EJB: How are people with HIV/AIDS treated in Cuba today?
ES: Right now, Cuba is struggling to keep the sanatoriums up and running. They are draining resources that Cuba is hard-pressed to find; the buildings are fairly deteriorated.
The country currently produces five AIDS drugs but the US blockade/embargo is a huge hindrance. Cuba can’t produce the newest generation of anti-retroviral drugs because they are under US patent. Cuba buys some medications from China and India and they make what they can but it’s still inadequate and very expensive. Worse, a new, drug-resistant strain of AIDS now exists on the island.
I think that it is admirable that the Cuban government continues to provide no-cost, advanced, medical care to people with HIV/AIDS from the moment of diagnosis despite extreme economic challenges. The commitment is there, but resources are really, really scarce. Cubans are a resilient people, but they’re tired. That’s why I wrote Waking in Havana, to tell their stories and give Americans a way to understand something about their lives and struggles.
EJB: Finally, I want to switch topics for a minute because I was interested in the Jewish community you wrote about in the memoir.

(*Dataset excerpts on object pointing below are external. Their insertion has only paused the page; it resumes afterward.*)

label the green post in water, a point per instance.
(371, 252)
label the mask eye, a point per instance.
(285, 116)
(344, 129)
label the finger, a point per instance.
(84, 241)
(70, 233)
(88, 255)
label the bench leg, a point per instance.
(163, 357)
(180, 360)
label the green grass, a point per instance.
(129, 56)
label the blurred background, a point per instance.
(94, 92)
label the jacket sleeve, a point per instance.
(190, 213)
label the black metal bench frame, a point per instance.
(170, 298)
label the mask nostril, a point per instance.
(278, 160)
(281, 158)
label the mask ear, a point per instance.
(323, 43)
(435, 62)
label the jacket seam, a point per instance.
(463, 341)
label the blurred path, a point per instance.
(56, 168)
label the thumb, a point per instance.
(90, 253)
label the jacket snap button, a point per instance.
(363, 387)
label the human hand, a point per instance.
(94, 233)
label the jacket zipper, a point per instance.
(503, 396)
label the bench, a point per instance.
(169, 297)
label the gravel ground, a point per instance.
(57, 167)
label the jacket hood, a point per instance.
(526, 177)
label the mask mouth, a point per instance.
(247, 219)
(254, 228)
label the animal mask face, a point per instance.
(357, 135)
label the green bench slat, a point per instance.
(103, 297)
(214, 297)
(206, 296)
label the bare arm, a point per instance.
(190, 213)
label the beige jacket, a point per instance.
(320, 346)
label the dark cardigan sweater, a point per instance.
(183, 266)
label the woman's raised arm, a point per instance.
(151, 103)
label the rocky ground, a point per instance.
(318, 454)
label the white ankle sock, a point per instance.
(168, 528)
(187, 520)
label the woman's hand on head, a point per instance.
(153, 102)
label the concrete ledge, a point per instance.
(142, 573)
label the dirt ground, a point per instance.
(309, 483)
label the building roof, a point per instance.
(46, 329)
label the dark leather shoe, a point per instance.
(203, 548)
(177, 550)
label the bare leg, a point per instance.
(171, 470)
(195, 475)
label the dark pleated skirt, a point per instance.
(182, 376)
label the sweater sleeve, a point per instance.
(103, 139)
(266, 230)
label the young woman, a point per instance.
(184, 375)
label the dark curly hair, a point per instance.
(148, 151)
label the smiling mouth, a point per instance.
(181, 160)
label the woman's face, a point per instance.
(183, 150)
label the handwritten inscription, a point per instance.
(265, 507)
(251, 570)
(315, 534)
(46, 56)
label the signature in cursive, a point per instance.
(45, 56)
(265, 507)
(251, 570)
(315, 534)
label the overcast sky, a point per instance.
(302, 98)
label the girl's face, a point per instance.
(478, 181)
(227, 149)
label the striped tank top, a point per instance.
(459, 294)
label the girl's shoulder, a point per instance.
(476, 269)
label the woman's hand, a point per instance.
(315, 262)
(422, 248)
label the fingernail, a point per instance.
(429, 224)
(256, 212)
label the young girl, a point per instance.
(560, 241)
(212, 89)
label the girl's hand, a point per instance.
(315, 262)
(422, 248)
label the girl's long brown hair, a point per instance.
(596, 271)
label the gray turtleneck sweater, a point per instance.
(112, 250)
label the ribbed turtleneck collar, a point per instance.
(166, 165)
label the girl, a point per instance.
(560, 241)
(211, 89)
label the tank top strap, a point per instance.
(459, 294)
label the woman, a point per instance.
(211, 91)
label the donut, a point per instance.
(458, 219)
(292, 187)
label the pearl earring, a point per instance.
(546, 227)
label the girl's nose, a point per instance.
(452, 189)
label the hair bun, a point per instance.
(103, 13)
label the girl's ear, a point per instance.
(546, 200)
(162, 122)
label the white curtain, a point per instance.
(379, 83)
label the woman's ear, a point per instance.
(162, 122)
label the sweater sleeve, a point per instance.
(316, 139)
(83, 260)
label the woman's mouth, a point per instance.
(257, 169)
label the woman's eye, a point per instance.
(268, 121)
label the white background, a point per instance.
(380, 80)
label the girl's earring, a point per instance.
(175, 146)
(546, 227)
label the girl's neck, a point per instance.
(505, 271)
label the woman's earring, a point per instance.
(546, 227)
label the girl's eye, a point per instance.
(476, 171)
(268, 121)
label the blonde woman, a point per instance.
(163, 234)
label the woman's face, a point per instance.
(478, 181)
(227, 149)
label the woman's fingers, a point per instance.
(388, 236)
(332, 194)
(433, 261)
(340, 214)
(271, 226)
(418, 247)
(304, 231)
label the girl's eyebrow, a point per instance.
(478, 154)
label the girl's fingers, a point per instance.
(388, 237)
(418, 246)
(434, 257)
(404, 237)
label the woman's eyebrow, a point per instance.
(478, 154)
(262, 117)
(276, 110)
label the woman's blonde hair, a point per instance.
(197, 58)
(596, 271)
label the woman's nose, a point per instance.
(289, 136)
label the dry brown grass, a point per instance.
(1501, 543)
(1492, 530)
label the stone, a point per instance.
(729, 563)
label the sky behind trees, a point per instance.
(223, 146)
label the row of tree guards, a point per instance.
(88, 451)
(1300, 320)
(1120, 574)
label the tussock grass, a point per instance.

How large is the Jewish community of Cuba?
ES: It’s tiny, maybe 1500 people out of 10 million. The community is really interesting. After the revolution, while the Catholic church was anti-Communist, and seen as counter-revolutionary, Judaism was not treated as the same kind of threat and was not suppressed. Most Jews left the island after the revolution, of course, but during an era in which Christians would not openly wear a cross, and were typically reluctant to practice their faith, Jewish religious schools remained open and the government provided buses. This may be why some young Christians converted to Judaism. It was an easier way to be religious!
There are presently two or three synagogues in Havana and a few more in other cities. Canadian congregations have a sisterly relationship with them and provide all the needed accoutrements. When I attended a seder in Havana, they had Haggadah’s and conducted the ritual in Spanish, Hebrew, and English. They even had chicken soup with matzah balls!
Eleanor Bader is a freelance writer living in New York City.